My wife went for her private session Tuesday.  I haven't spoken to her about that yet.

Also, the more I think about it, the more I suspect my wife has an agenda that I don't understand.  When I do, I'll share.


  1. Meg, thanks for writing about your experience with your therapist. She doesn't sound very knowledgeable about transgender issues. That's not necessarily a deal breaker if she's open and willing to listen, but it is a bit of a red flag.

    So many of the issues you describe mirror the difficulties my wife and I have. About 25 years ago, we saw a therapist for several issues. The therapist was very sympathetic of my need to crossdress, perhaps too sympathetic for my wife's taste. We really didn't make much progress.

    My wife and I have briefly discussed going to therapy again, but I'm a little gun shy. Well, more than a little. Couples therapy can be very difficult and can bring up a range of feelings that, in the short term, are easier to leave alone. In the long run, it's better to figure out what's going on and deal with it but it can make day to day life difficult while the process is going on.

    I wish you and your wife the best and hope that your therapist is wise, understanding, a good listener and willing to learn.



  2. Meg, My wife never wanted me to tell anybody we knew - I never did -she never did. Only members of TG community know Diane. I wish you had a therapist who knows more about TG issues. I wish your wife would take the time to learn. I am now worried about her agenda.
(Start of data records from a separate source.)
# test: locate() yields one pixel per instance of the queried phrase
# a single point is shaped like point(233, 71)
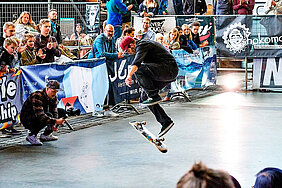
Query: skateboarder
point(154, 68)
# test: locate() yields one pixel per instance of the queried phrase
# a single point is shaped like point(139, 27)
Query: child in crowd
point(148, 8)
point(29, 57)
point(128, 45)
point(127, 32)
point(139, 35)
point(173, 39)
point(160, 39)
point(46, 43)
point(185, 40)
point(24, 24)
point(7, 57)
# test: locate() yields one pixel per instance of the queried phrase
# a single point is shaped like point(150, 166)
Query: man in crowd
point(48, 44)
point(192, 7)
point(8, 31)
point(222, 7)
point(185, 40)
point(115, 9)
point(195, 35)
point(105, 46)
point(147, 33)
point(55, 27)
point(154, 67)
point(126, 18)
point(39, 111)
point(243, 7)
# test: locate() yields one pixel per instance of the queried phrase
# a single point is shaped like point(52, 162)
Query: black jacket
point(36, 106)
point(7, 59)
point(127, 16)
point(151, 52)
point(200, 7)
point(152, 56)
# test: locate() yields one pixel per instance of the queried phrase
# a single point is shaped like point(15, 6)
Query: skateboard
point(158, 142)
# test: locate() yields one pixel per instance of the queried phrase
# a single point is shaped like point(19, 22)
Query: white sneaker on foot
point(111, 113)
point(98, 114)
point(33, 140)
point(50, 137)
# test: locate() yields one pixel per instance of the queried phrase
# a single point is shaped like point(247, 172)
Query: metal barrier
point(80, 12)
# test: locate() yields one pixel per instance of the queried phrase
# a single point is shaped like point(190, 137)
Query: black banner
point(249, 36)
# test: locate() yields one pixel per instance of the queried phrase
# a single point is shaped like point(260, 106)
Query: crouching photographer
point(39, 111)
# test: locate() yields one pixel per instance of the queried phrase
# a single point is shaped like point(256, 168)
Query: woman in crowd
point(29, 57)
point(81, 38)
point(127, 32)
point(173, 39)
point(160, 39)
point(148, 8)
point(185, 40)
point(128, 45)
point(269, 177)
point(24, 24)
point(202, 176)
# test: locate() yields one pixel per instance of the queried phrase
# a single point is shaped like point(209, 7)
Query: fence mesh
point(12, 10)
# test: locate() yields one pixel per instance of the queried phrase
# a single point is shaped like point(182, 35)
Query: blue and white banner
point(88, 80)
point(267, 73)
point(118, 70)
point(196, 70)
point(11, 99)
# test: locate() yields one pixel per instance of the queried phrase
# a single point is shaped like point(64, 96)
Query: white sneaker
point(98, 114)
point(111, 113)
point(50, 137)
point(33, 140)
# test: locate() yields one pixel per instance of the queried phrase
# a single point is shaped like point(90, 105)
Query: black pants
point(152, 79)
point(35, 126)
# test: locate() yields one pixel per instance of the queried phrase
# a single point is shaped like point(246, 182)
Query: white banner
point(267, 73)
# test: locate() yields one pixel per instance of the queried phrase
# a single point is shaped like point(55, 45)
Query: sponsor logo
point(236, 37)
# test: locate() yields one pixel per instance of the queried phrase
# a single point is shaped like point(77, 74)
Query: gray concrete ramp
point(238, 132)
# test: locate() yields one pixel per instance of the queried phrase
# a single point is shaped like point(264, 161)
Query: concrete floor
point(238, 132)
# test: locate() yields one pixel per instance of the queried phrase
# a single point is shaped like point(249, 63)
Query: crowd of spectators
point(25, 43)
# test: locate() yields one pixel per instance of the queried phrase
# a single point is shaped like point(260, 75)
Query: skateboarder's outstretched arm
point(128, 80)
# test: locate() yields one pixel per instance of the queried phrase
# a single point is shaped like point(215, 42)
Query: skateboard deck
point(158, 142)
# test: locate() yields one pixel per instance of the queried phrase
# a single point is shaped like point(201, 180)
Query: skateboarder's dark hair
point(200, 176)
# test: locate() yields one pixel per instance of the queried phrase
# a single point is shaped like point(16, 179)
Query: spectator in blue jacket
point(115, 9)
point(172, 7)
point(222, 7)
point(105, 45)
point(147, 33)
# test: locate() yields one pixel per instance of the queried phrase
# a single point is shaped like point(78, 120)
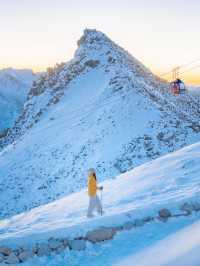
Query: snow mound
point(103, 109)
point(167, 182)
point(14, 87)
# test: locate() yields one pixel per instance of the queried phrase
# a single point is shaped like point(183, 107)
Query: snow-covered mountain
point(132, 203)
point(103, 109)
point(14, 87)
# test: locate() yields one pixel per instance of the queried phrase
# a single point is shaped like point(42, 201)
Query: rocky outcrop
point(100, 234)
point(58, 245)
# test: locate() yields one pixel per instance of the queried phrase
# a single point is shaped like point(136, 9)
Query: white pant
point(94, 203)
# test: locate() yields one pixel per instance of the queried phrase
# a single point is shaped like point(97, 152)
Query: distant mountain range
point(103, 109)
point(14, 87)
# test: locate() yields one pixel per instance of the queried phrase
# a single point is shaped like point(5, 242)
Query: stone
point(117, 228)
point(65, 242)
point(12, 259)
point(2, 257)
point(5, 251)
point(60, 249)
point(25, 255)
point(54, 243)
point(92, 63)
point(164, 214)
point(128, 226)
point(196, 206)
point(138, 222)
point(100, 234)
point(187, 207)
point(77, 244)
point(43, 250)
point(147, 219)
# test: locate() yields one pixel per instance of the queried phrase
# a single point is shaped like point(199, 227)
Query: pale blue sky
point(162, 34)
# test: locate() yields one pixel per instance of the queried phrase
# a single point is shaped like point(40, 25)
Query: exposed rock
point(187, 207)
point(100, 234)
point(54, 243)
point(5, 251)
point(25, 255)
point(2, 257)
point(43, 250)
point(128, 226)
point(12, 259)
point(164, 214)
point(117, 228)
point(77, 244)
point(92, 63)
point(147, 219)
point(138, 222)
point(65, 242)
point(196, 206)
point(60, 249)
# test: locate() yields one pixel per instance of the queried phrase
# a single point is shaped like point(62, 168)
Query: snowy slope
point(180, 249)
point(14, 87)
point(103, 109)
point(165, 182)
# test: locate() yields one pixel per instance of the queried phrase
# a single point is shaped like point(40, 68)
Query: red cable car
point(177, 87)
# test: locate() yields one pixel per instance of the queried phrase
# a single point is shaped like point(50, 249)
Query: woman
point(94, 201)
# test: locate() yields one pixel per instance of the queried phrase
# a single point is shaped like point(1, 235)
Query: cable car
point(177, 87)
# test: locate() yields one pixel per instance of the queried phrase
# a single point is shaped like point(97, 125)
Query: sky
point(162, 34)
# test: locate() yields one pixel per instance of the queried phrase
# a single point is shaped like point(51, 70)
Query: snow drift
point(103, 109)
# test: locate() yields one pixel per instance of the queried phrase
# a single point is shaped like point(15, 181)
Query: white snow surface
point(177, 249)
point(14, 87)
point(103, 109)
point(166, 182)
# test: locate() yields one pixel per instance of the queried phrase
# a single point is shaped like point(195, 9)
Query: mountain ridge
point(102, 109)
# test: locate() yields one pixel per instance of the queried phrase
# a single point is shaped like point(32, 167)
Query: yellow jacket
point(92, 186)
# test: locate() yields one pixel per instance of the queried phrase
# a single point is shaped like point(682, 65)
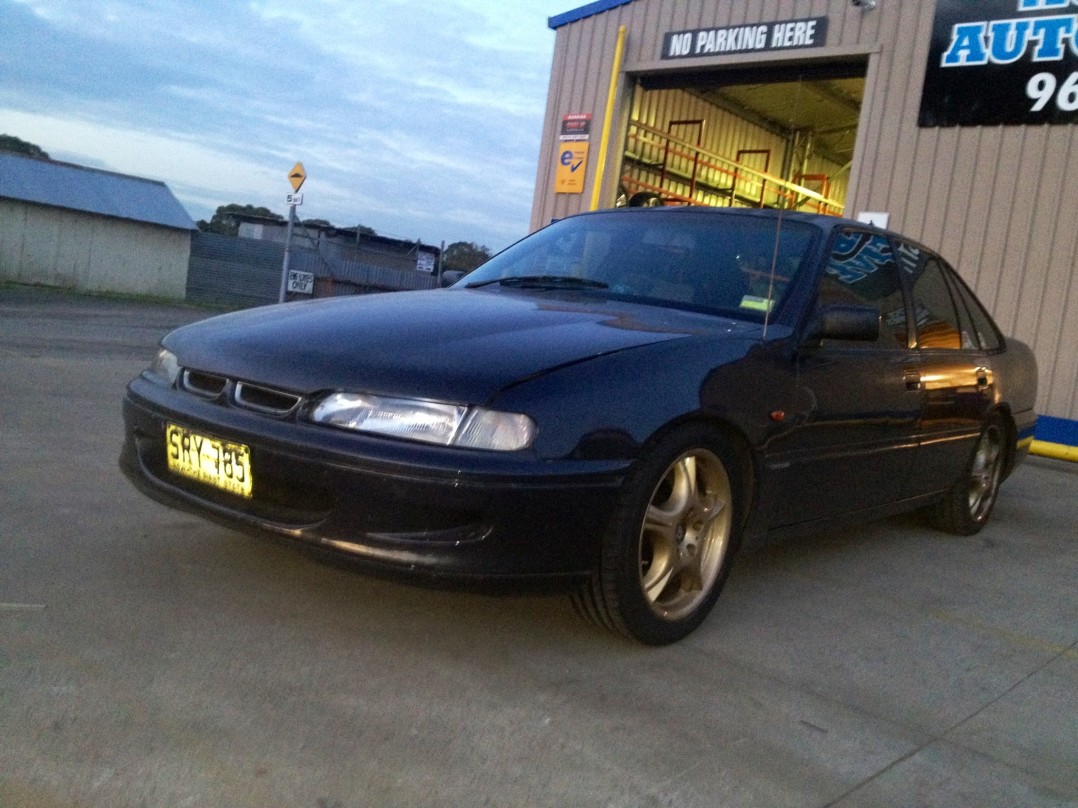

We have never gone to a therapist.

  3. As to your wife's "agenda" it possible--being a therapist herself and therefore a part of that community--that she deliberately chose a therapist she knew would be less than sympathetic and knowledgeable about crossdessing? That she is looking for someone to back her up and discourage you?

  4. My knowledge of therapists and psych therapy is 'bupkus' but if this woman is a true professional then she owes it to you and your wife to acquire an expertise about TG issues before she goes any further.
    Even if she is giving your wife a professional discount I think that she should not take a dime unless she goes to the effort to acquire knowledge about TG issues. She knows that you are seeing her for couples therapy in part because of your TG issues. The fact that you know 100 times the amount of info about the subject than she does is just not right.
    I can understand your wife excluding TG issues from her professional world. It strikes too close to home and it seems like she is comfortable playing ostrich with the subject matter.
    Good luck


  5. If your wife went into therapy with an agenda, then I'm afraid the therapy may be more difficult than you really know. Good therapy shouldn't be an affirmation of your feelings unless it is your 'truth". Difficult to get there with an "agenda"

    I'm glad that your wife is in therapy. But I'm concerned that the therapy may not fully resolve her issues. I suspect her real issue is her sexual orientation identity AND her perceived embarrassment that she married "one of those". That is her issue to work through though. From what you've described, you've been more than supportive and tolerant of her needs.

    I think your children should be told. They have a right to know. How much and when and under what circumstances should be discussed with the therapist and your wife should be told that it will happen. She shouldn't be able to veto it.

  6. Oh Meg, Be brave. Would it be possible for you to find your own therapist to talk to outside of this current situation? That way you can choose someone who has some experience with gender issues and could help you find the clarity you need.

  7. I feel for what you're going through and I wish the best for both you and your wife. I think some of the comments, re: the therapist's knowledge of trans issues are important. The minute after my first session,my therapist-who's not a gender specialist-began looking for someone she could refer me to who was. In the meantime she began to do her homework. I think that's the mark of someone who's both professional and interested in achieving positive results. I hope for the best outcome for you and your family. hugs.

  8. Meg- Thanks for writing about all this. I just want to wish you the best!